Malgré le lancement d’un nouveau jeu à gratter visant à financer une vingtaine de projets de "restauration du vivant", rien ne va plus pour la biodiversité. Emprise territoriale, surexploitation des ressources, pollution, invasion d’espèces exotiques… les maux dont souffrent les espèces animales et végétales sont légion et augurent déjà d’une prochaine et probable extinction de masse.

Un constat sans équivoque, qu’ils sont pourtant nombreux à dénoncer - depuis parfois plus d’un demi-siècle.
Parmi eux, la Ligue de Protection des oiseaux (LPO) qui depuis l’Aveyron participe à une "nécessaire prise de conscience". Au fil des parutions toutes aussi alarmistes, Rodolphe Liozon, directeur de la délégation territoriale de l’Aveyron, garde fermement le cap, conscient de "l’urgence" et des politiques gouvernementales "très déficientes sur le sujet".

"Sans paraître trop défaitiste, j’ai la volonté que ça bouge.
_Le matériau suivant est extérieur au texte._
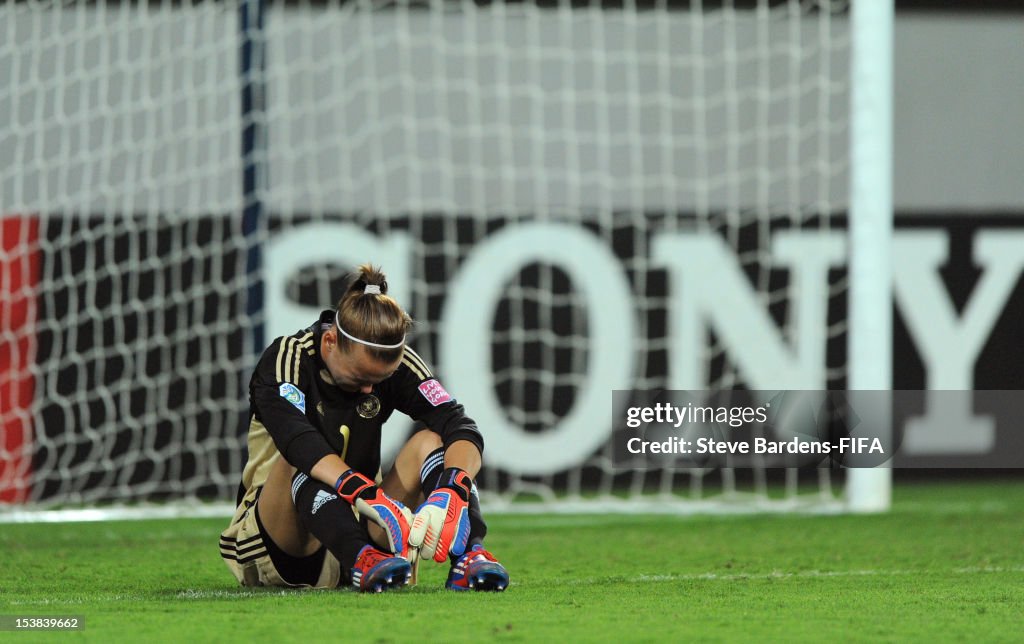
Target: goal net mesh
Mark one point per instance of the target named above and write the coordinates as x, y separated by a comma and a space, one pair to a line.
161, 159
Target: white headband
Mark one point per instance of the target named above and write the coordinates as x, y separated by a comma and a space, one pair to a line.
337, 320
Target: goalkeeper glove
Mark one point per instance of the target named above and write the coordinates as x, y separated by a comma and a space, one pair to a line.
378, 507
441, 523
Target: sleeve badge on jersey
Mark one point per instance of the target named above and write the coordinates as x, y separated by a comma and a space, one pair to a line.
433, 392
294, 395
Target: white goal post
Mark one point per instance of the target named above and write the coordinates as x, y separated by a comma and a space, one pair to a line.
570, 197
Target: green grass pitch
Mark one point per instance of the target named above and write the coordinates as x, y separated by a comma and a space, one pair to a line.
946, 563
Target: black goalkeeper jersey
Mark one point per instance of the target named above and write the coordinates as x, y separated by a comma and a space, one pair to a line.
298, 412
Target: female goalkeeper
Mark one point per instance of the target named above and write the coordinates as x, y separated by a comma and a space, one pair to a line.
309, 512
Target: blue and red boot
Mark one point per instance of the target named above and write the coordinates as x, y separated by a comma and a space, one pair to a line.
477, 570
376, 570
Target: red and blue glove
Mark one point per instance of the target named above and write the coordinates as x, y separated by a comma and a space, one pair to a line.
441, 523
372, 503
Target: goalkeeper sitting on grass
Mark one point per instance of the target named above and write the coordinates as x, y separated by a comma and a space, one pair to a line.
309, 512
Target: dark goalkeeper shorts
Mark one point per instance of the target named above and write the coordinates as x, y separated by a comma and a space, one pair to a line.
255, 560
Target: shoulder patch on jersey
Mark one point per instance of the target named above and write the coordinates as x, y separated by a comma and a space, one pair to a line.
433, 392
294, 395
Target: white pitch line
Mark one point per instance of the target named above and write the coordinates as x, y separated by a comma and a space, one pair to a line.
192, 594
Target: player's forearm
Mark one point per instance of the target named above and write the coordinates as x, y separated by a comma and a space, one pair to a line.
465, 456
329, 469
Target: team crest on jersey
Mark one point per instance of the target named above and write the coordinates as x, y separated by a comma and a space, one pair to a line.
294, 395
433, 392
369, 406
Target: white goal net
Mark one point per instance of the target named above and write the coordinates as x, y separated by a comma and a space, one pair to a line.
569, 197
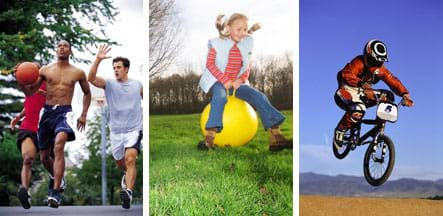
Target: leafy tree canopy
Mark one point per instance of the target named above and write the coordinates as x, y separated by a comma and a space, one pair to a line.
30, 29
Mais au bout de 50 ans d’actions, on constate que ça ne marche pas".

Fondée il y a 111 ans, en 1912, la LPO et ses 70 000 adhérents - dont 540 en Aveyron - protègent les espèces sauvages menacées, s’investissent dans la recherche scientifique, valorise la connaissance, coordonne ou participe activement à des projets européens, tel que le "LIFE gypaètes" qui a permis, notamment dans le Sud-Aveyron, de réintroduire une trentaine de ces vautours casseurs d’os.

Les pesticides : "Un problème majeur"

Une action à 360° qui l’amène à un constat sans ambiguïté, l’environnement souffre et avec lui la biodiversité dans sa globalité. "Je fais confiance aux publications scientifiques qui sont normalement bien documentées, valide le directeur. Il y a quelques années, l’une d’entre elles a démontré la chute d’une biomasse d’insectes de 75 % dans des espaces protégés en Allemagne", affirme-t-il.

"L’an dernier des communications ont fait état de la diminution des oiseaux en Europe et notamment des oiseaux des champs. Et en ce début d’année, un dernier rapport a permis de mettre en évidence les principales causes de ce déclin : l’intensification de l’agriculture et l’usage de pesticides".

Selon lui, "un élément très important à retenir sur lequel il faut se pencher en priorité". "Si vous me demandez ce qui menace aujourd’hui la biodiversité je vais vous dire que c’est très compliqué, les facteurs sont effectivement très nombreux : artificialisation, pollution, espèces envahissantes… Mais il faut vraiment garder à l’esprit que l’utilisation de pesticides est aujourd’hui le problème majeur".

Pas question pour autant de tirer à boulet rouge sur la profession agricole avec laquelle collabore l’antenne aveyronnaise de la LPO.

"En Aveyron, nous avons décidé depuis 2003 de travailler avec les agriculteurs. Notre conseil d’administration a toujours été très proche des exploitants, des commerciaux, des chambres", plaide Rodolphe Liozon, conscient, dans le département, que la moitié des espaces naturels ou semi-naturels sont justement gérés par des agriculteurs. Conscient aussi qu’on ne peut pas changer de système d’exploitation du jour au lendemain.

L’Aveyron loin d’être épargné

"Tout ça se prépare. Il faut des aides, une volonté politique qui, on peut le constater avec la question de l’utilisation du Glyphosate notamment, a beaucoup de mal à émerger !" En Aveyron comme ailleurs, le problème reste entier. Malgré ses paysages de carte postale, le département est loin d’être épargné.

En atteste, le résultat du dernier programme participatif de Suivi temporel des oiseaux communs (STOC) en Occitanie qui compile plus de 20 ans de données liées à la présence des oiseaux des champs, indicateur s’il en est de l’état des milieux.

"Au niveau national, les oiseaux généralistes comme les pies ou les tourterelles des bois se portent plutôt bien. Mais les oiseaux spécifiques à certains milieux, comme les milieux agricoles, sont très impactés", commente le directeur, curieux de comparer la tendance hexagonale à celle de la région Occitanie. Là encore sans véritable surprise.

"Nous pensions être davantage préservés en Occitanie avec des milieux - comme l’agriculture de montagne - relativement préservés de l’utilisation de pesticides. Mais non. Les tendances sont les mêmes, valide cette nouvelle étude. On a en Occitanie, c’est un fait, une meilleure biodiversité, mais comme partout, nous subissons malheureusement le même déclin".